Cumberland Mountain School traces its history back to the year 1921. The school was born out of the mind of Methodist minster Robert Hall. Hall felt that the children in the rural Cumberland Plateau needed opportunities for formal education. He wanted the school to combine vocational and liberal arts.
The school was located near the confluence of the Obey and Little Obey Rivers, the Tennessee Central Railroad and the new Highway 127. Nashville architect Henry Hibbs was responsible for the construction of Susie Gray Hall and the rest of the school's buildings. The building was constructed of brick, with a short portico on its facade, along with three dormers on its roof.
When the school opened in 1921, forty-eight students enrolled. Classes offered ranged from kindergarten to 12th grade. Students were not only taught "the three R's" but were taught a trade, and also social skills. Students paid their tuition by working on the school's 340 acres. By 1922, enrollment had increased to eighty students. Many families relocated to Cumberland County just so their children would have the opportunity to attend school at Cumberland Mountain. Students in the first two graduating classes all went on to be involved in eduction, including one that went on to be a president of Duke University.

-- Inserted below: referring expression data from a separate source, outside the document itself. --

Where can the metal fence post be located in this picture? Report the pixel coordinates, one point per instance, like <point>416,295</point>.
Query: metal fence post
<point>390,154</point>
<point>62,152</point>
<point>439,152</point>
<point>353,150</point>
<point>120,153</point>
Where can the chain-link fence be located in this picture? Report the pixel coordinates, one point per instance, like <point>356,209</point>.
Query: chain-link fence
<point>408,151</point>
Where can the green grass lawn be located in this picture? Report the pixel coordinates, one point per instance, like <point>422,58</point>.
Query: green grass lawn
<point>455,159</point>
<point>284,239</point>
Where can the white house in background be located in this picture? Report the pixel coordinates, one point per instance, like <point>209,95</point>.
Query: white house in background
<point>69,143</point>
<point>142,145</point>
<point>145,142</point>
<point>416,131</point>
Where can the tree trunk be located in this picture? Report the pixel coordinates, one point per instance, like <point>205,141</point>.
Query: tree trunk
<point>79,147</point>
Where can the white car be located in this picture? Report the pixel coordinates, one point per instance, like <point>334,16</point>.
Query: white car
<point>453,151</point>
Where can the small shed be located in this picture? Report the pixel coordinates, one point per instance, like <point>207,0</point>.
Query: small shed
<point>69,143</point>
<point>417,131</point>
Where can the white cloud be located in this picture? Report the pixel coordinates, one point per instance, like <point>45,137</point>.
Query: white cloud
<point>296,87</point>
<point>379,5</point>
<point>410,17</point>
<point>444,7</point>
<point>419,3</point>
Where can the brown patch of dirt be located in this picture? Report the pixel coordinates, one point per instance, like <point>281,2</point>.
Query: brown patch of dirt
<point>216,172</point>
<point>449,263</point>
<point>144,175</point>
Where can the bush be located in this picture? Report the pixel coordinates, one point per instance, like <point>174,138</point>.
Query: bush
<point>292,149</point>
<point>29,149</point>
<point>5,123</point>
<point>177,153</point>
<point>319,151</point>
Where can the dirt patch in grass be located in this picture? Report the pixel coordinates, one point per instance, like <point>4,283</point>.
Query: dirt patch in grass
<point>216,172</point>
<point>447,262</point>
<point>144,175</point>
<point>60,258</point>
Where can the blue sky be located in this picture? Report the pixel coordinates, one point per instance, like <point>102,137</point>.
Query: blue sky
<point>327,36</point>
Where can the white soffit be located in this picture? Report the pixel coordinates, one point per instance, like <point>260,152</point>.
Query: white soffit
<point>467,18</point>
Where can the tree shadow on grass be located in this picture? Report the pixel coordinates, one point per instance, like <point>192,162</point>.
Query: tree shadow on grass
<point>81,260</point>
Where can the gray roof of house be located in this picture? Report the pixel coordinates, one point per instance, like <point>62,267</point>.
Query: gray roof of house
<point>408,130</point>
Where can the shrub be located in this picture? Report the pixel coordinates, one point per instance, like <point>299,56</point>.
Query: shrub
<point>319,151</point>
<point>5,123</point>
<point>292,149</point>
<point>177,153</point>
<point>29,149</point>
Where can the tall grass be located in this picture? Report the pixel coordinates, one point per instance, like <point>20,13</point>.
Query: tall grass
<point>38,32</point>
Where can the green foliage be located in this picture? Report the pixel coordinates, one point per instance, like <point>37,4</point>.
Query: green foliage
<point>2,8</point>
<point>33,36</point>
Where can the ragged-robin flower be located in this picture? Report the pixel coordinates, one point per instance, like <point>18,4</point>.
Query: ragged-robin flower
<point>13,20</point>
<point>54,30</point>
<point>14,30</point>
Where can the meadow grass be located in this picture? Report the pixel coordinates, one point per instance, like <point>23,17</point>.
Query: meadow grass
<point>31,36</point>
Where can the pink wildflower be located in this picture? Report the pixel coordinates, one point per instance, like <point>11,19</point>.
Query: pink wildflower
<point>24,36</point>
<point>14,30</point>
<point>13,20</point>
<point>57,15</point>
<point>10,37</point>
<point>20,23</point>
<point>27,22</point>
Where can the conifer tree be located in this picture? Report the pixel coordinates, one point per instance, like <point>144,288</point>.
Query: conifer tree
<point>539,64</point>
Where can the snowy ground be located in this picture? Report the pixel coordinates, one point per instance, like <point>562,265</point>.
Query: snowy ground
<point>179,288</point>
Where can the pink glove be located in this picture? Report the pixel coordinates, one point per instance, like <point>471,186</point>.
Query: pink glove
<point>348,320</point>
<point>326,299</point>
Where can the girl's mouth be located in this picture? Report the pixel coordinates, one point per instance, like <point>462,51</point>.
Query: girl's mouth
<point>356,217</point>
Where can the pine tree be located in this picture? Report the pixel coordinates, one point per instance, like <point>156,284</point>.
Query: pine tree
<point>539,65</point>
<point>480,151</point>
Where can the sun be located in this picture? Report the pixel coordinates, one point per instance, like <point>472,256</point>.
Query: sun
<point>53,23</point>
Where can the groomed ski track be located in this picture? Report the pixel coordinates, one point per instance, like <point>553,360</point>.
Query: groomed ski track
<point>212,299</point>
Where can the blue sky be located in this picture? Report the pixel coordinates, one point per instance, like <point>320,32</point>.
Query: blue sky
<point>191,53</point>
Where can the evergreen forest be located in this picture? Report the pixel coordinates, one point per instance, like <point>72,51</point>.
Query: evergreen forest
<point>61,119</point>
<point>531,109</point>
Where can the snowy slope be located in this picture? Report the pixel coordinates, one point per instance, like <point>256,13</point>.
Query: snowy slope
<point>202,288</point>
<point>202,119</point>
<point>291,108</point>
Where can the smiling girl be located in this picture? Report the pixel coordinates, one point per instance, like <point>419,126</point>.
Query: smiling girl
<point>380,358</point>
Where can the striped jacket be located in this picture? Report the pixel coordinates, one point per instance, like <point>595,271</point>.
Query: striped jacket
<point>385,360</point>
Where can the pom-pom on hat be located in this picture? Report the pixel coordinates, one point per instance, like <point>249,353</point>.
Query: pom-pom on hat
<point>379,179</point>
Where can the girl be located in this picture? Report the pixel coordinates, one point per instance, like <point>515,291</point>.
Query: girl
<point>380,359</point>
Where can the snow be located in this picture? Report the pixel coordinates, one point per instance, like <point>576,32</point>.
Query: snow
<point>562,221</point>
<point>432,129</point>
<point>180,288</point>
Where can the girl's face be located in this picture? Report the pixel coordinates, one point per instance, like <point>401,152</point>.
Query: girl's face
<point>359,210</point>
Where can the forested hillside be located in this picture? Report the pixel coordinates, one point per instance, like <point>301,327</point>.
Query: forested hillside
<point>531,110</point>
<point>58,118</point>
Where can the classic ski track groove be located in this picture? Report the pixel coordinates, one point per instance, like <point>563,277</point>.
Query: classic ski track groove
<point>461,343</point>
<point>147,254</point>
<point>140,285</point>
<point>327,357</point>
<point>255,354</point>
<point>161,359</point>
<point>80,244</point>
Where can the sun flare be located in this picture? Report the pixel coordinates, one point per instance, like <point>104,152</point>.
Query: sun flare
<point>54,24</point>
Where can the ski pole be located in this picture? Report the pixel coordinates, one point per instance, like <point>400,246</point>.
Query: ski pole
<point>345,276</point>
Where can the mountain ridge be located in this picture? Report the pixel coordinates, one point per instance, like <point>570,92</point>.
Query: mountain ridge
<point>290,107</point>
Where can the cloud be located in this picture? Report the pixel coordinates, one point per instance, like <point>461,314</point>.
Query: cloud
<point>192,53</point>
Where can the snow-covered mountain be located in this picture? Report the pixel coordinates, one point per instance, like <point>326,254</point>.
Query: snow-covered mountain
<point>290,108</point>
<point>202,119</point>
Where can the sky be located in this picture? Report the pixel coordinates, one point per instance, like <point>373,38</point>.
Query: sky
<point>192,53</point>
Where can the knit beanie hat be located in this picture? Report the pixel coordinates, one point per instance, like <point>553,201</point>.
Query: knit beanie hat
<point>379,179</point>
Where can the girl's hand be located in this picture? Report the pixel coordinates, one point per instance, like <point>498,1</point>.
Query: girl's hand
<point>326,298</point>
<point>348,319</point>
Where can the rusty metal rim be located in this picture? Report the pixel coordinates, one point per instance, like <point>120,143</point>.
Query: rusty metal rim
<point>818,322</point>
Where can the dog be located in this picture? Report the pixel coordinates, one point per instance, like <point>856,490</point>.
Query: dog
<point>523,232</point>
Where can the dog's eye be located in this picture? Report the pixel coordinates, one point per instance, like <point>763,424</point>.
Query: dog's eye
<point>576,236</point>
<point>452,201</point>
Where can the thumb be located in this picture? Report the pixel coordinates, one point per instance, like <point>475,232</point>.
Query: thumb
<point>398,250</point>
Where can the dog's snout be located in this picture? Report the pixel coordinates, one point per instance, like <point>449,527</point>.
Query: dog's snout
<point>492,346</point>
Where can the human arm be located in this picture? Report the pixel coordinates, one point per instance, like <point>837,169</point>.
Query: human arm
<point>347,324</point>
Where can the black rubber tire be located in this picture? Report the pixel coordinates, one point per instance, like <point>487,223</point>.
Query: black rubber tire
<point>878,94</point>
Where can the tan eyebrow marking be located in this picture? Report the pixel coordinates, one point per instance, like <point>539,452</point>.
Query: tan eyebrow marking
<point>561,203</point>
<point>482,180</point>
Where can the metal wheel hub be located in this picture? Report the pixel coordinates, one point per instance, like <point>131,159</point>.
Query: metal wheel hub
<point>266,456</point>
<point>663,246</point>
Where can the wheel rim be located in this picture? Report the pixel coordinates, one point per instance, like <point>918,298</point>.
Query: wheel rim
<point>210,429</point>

Throughout the 1920s and into the 1930s enrollment at Cumberland Mountain continued to grow and plateaued at 108 students. By the late 1930s, enrollment began to decrease and by 1938, the school was closed. From 1942-1950, the school was used as an agricultural center. In 1952, the school began use as a Methodist church camp. During its 17 years as a school, 260 students received diplomas and 400 students attended the school.
In 1993, the Cumberland Mountain School was listed in the National Register of Historic Places. The Shadden family purchased the property from the local Methodist church in 2022. The Shadden family are the property’s first private owner since its construction in 1921.